Il discorso sugli psichedelici e la spiritualità è molto più sfumato del semplice concentrarsi su una singola rete cerebrale come la DMN. Le neuroscienze continuano a evolversi e la neurospiritualità sta adottando un approccio più sofisticato per esplorare le esperienze spirituali. A differenza di concetti superati come la frenologia, in cui gli scienziati cercavano di collegare la forma del cranio all’intelligenza, la moderna neurospiritualità evita supposizioni semplicistiche sul cervello. Al contrario, sfrutta tecniche avanzate come la mappatura della rete delle lesioni cerebrali per esplorare come la spiritualità si manifesti nel cervello senza cadere in trappole riduzionistiche.

Un modo in cui i ricercatori hanno cercato di misurare le esperienze spirituali è attraverso strumenti come il Questionario sull’esperienza mistica (MEQ), creato da Pahnke. Un’altra scala, la Scala del misticismo di Hood, classifica le esperienze mistiche in categorie come il misticismo estroverso (dove gli individui si sentono connessi all’universo fisico) e il misticismo introverso (un senso di unità oltre il mondo materiale). Queste scale, sebbene utili, sono spesso limitate nella portata e influenzate dai presupposti filosofici dei loro creatori. Con l’avanzare della scienza psichedelica, saranno necessarie scale più nuove e precise per catturare meglio l’intera gamma di esperienze innescate da sostanze come la psilocibina.

Il futuro della neurospiritualità: dove scienza e misticismo si incontrano

Il futuro degli psichedelici e della neurospiritualità è entusiasmante, ma è ancora agli inizi. Il lavoro più rivoluzionario in quest’area proviene da ricercatori come Michael Ferguson, che sta esplorando come la spiritualità sia rappresentata nel cervello attraverso tecniche di neuroimaging all’avanguardia. Il lavoro di Ferguson, tuttavia, è attualmente focalizzato sulla spiritualità legata alla religione, e le esperienze spirituali indotte dagli psichedelici devono ancora essere pienamente esplorate nel contesto della neurospiritualità. È qui che si sta dirigendo il campo, offrendo una prospettiva completamente nuova sulla relazione tra cervello, coscienza e spiritualità.
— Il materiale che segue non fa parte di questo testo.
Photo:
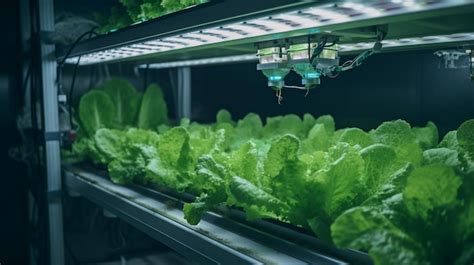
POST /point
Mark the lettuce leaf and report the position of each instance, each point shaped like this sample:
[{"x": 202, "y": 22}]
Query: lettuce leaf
[
  {"x": 97, "y": 110},
  {"x": 153, "y": 109}
]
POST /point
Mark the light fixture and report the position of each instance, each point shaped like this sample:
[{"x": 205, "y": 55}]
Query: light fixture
[
  {"x": 304, "y": 21},
  {"x": 204, "y": 61},
  {"x": 273, "y": 63}
]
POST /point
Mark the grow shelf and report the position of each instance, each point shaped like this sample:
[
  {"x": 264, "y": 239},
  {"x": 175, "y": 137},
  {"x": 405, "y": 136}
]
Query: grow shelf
[
  {"x": 217, "y": 239},
  {"x": 232, "y": 27}
]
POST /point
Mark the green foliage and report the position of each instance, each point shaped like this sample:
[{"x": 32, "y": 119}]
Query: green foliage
[
  {"x": 427, "y": 136},
  {"x": 133, "y": 11},
  {"x": 153, "y": 110},
  {"x": 125, "y": 98},
  {"x": 393, "y": 192},
  {"x": 97, "y": 110}
]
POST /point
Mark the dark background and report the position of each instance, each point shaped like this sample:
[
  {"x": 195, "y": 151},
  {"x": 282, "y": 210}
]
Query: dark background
[
  {"x": 13, "y": 212},
  {"x": 407, "y": 85}
]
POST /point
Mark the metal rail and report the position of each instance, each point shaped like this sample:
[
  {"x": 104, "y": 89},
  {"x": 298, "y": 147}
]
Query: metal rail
[{"x": 216, "y": 240}]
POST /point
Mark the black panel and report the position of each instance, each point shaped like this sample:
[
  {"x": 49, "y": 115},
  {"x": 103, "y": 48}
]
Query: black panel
[{"x": 13, "y": 221}]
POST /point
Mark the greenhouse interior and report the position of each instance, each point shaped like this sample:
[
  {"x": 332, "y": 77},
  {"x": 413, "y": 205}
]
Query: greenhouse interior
[{"x": 237, "y": 132}]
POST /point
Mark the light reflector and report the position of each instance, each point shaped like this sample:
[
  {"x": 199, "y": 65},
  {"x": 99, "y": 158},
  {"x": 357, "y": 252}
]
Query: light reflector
[{"x": 306, "y": 20}]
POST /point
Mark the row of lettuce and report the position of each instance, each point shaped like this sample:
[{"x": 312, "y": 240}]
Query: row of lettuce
[
  {"x": 396, "y": 192},
  {"x": 127, "y": 12}
]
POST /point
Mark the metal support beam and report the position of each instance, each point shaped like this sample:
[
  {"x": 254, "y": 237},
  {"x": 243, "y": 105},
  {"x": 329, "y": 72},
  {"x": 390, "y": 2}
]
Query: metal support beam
[
  {"x": 184, "y": 92},
  {"x": 51, "y": 125}
]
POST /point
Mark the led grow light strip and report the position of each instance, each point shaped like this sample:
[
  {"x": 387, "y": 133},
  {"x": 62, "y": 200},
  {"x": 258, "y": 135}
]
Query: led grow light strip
[
  {"x": 343, "y": 48},
  {"x": 205, "y": 61},
  {"x": 408, "y": 42},
  {"x": 308, "y": 19}
]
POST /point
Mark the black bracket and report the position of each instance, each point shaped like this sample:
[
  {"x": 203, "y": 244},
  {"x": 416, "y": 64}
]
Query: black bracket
[
  {"x": 52, "y": 136},
  {"x": 54, "y": 195},
  {"x": 48, "y": 37}
]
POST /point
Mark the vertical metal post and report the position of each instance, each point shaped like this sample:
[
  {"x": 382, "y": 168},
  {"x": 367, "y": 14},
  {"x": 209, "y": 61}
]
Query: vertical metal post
[
  {"x": 184, "y": 92},
  {"x": 51, "y": 132}
]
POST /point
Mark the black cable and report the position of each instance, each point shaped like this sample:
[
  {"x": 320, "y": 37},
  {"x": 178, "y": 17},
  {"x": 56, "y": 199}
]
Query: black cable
[
  {"x": 145, "y": 77},
  {"x": 73, "y": 81},
  {"x": 74, "y": 259},
  {"x": 71, "y": 48},
  {"x": 317, "y": 50},
  {"x": 91, "y": 78}
]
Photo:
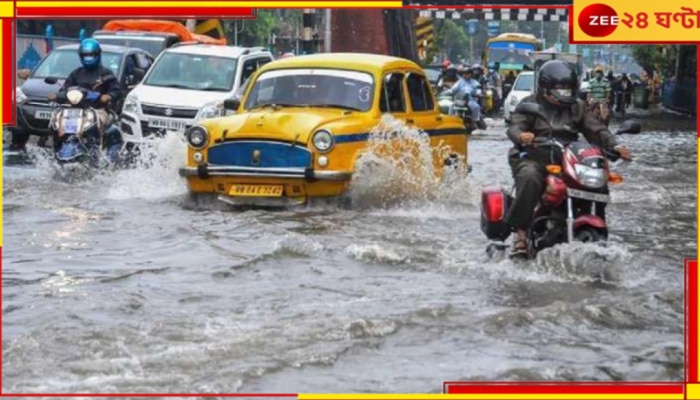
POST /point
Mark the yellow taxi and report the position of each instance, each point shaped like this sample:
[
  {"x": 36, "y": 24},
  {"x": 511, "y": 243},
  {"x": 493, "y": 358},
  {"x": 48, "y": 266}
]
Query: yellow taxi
[{"x": 302, "y": 123}]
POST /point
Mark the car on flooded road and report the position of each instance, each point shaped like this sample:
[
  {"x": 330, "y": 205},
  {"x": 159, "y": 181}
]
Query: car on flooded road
[{"x": 303, "y": 122}]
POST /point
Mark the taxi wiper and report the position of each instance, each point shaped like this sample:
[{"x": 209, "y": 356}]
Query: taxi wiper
[
  {"x": 344, "y": 107},
  {"x": 177, "y": 86},
  {"x": 274, "y": 105}
]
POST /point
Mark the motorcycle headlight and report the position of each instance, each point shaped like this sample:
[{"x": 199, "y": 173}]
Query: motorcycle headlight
[
  {"x": 132, "y": 104},
  {"x": 591, "y": 177},
  {"x": 323, "y": 141},
  {"x": 197, "y": 137},
  {"x": 20, "y": 96},
  {"x": 210, "y": 110}
]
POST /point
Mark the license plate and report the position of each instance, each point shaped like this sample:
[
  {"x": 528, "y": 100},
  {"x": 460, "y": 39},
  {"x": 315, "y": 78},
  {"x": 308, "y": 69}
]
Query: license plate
[
  {"x": 580, "y": 194},
  {"x": 70, "y": 126},
  {"x": 167, "y": 124},
  {"x": 256, "y": 190},
  {"x": 40, "y": 114},
  {"x": 73, "y": 113}
]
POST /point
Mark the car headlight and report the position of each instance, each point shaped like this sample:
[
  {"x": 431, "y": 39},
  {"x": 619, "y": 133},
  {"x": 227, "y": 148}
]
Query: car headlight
[
  {"x": 323, "y": 141},
  {"x": 210, "y": 110},
  {"x": 197, "y": 136},
  {"x": 20, "y": 96},
  {"x": 591, "y": 177},
  {"x": 132, "y": 104}
]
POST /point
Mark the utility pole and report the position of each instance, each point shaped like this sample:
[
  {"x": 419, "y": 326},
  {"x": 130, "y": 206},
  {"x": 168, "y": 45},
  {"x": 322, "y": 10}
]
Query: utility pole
[
  {"x": 191, "y": 25},
  {"x": 327, "y": 33},
  {"x": 308, "y": 18}
]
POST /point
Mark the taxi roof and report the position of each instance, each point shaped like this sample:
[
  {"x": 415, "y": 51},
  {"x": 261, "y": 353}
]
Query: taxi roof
[{"x": 356, "y": 61}]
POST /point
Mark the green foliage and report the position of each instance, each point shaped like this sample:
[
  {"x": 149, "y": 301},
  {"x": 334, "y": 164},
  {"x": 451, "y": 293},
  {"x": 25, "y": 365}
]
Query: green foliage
[{"x": 258, "y": 31}]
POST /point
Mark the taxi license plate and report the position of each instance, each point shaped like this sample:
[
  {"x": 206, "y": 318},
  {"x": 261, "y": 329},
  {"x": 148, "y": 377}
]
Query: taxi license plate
[
  {"x": 70, "y": 126},
  {"x": 43, "y": 114},
  {"x": 580, "y": 194},
  {"x": 256, "y": 190},
  {"x": 167, "y": 124}
]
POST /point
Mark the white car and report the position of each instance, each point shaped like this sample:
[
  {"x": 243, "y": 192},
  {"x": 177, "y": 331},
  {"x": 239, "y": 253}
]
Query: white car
[
  {"x": 523, "y": 86},
  {"x": 187, "y": 83}
]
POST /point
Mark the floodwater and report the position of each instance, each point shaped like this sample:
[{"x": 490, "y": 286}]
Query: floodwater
[{"x": 121, "y": 284}]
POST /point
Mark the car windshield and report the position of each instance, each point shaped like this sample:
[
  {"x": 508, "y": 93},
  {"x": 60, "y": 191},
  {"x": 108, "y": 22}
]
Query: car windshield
[
  {"x": 60, "y": 63},
  {"x": 193, "y": 72},
  {"x": 525, "y": 83},
  {"x": 511, "y": 55},
  {"x": 153, "y": 45},
  {"x": 433, "y": 74},
  {"x": 337, "y": 88}
]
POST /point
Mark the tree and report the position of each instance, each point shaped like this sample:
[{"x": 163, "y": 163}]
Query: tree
[{"x": 257, "y": 32}]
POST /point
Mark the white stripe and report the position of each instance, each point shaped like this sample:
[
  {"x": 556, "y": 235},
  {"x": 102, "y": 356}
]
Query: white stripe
[{"x": 339, "y": 73}]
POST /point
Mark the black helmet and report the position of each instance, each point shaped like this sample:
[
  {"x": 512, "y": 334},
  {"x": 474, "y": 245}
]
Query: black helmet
[{"x": 558, "y": 82}]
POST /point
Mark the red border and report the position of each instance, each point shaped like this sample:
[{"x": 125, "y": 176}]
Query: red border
[
  {"x": 690, "y": 289},
  {"x": 691, "y": 283},
  {"x": 691, "y": 320},
  {"x": 9, "y": 111},
  {"x": 144, "y": 12}
]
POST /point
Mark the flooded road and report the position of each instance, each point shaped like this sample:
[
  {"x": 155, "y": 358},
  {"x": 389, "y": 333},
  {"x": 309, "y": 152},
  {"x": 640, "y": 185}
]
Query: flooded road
[{"x": 118, "y": 284}]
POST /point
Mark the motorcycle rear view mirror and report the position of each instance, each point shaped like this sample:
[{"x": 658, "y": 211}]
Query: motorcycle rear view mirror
[
  {"x": 629, "y": 127},
  {"x": 530, "y": 108}
]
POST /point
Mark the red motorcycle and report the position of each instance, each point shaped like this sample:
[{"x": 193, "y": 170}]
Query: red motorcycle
[{"x": 575, "y": 186}]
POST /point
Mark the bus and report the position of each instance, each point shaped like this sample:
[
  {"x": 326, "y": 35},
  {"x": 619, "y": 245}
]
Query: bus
[{"x": 511, "y": 51}]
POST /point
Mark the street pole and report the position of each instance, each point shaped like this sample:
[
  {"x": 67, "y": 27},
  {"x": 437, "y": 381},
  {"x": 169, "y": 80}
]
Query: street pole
[
  {"x": 307, "y": 31},
  {"x": 327, "y": 33}
]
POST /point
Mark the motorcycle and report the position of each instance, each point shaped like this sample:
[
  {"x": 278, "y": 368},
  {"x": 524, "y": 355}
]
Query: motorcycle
[
  {"x": 451, "y": 105},
  {"x": 601, "y": 109},
  {"x": 576, "y": 184},
  {"x": 76, "y": 138}
]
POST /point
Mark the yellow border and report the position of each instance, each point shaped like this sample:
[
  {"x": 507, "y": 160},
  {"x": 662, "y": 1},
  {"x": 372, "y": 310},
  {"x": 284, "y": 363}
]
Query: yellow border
[
  {"x": 7, "y": 10},
  {"x": 3, "y": 86}
]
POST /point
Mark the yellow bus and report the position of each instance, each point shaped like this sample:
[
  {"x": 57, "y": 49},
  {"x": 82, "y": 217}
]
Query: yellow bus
[{"x": 512, "y": 51}]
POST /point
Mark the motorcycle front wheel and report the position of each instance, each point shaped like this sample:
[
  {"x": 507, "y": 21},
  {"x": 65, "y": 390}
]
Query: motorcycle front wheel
[{"x": 590, "y": 235}]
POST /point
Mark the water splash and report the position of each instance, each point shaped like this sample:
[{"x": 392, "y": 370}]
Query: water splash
[
  {"x": 397, "y": 169},
  {"x": 155, "y": 174}
]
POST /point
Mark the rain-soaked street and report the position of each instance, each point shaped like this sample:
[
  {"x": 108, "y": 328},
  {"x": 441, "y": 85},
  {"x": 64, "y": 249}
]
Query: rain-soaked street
[{"x": 118, "y": 284}]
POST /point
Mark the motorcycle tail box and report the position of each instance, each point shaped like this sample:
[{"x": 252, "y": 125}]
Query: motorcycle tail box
[{"x": 494, "y": 205}]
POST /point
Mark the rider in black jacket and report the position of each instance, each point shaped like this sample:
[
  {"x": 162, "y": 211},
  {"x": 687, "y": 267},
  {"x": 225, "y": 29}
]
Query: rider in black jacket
[{"x": 92, "y": 76}]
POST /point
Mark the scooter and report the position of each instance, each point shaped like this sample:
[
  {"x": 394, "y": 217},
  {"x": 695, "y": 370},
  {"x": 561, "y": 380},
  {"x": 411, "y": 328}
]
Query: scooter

Sebbene quest’area di ricerca presenti molte sfide e domande senza risposta, il potenziale è enorme. Combinando i marcatori oggettivi dell’attività cerebrale con le esperienze spirituali soggettive, spesso indescrivibili, provocate dagli psichedelici, la neurospiritualità apre la porta a una comprensione più profonda della coscienza stessa. Ora abbiamo gli strumenti per esplorare le esperienze spirituali in modi inimmaginabili decenni fa, e ogni studio psichedelico ci avvicina a svelare i misteri della mente umana.

Tuttavia, come hanno sottolineato Van Elk e altri ricercatori, il cervello è straordinariamente complesso e il ruolo degli psichedelici nelle esperienze spirituali non dovrebbe essere ridotto a una singola rete o processo cerebrale. Il campo della neurospiritualità deve procedere con cautela per evitare gli errori del passato, come le supposizioni riduzionistiche della frenologia. Man mano che i nostri strumenti e la nostra comprensione si evolvono, evolverà anche la nostra comprensione di come gli psichedelici possano approfondire la connessione umana con la spiritualità.

In definitiva, la scienza è accurata solo quanto le misurazioni che può fornire. Sebbene abbiamo fatto grandi passi avanti nel comprendere come psichedelici e spiritualità si intersechino, c’è ancora molto da imparare. La neurospiritualità sta solo iniziando a scalfire la superficie della complessa relazione tra il cervello e le esperienze spirituali. Con il progredire della ricerca, l’integrazione degli psichedelici in questo campo potrebbe trasformare il modo in cui comprendiamo sia il cervello che le profonde esperienze di spiritualità, che spesso cambiano la vita.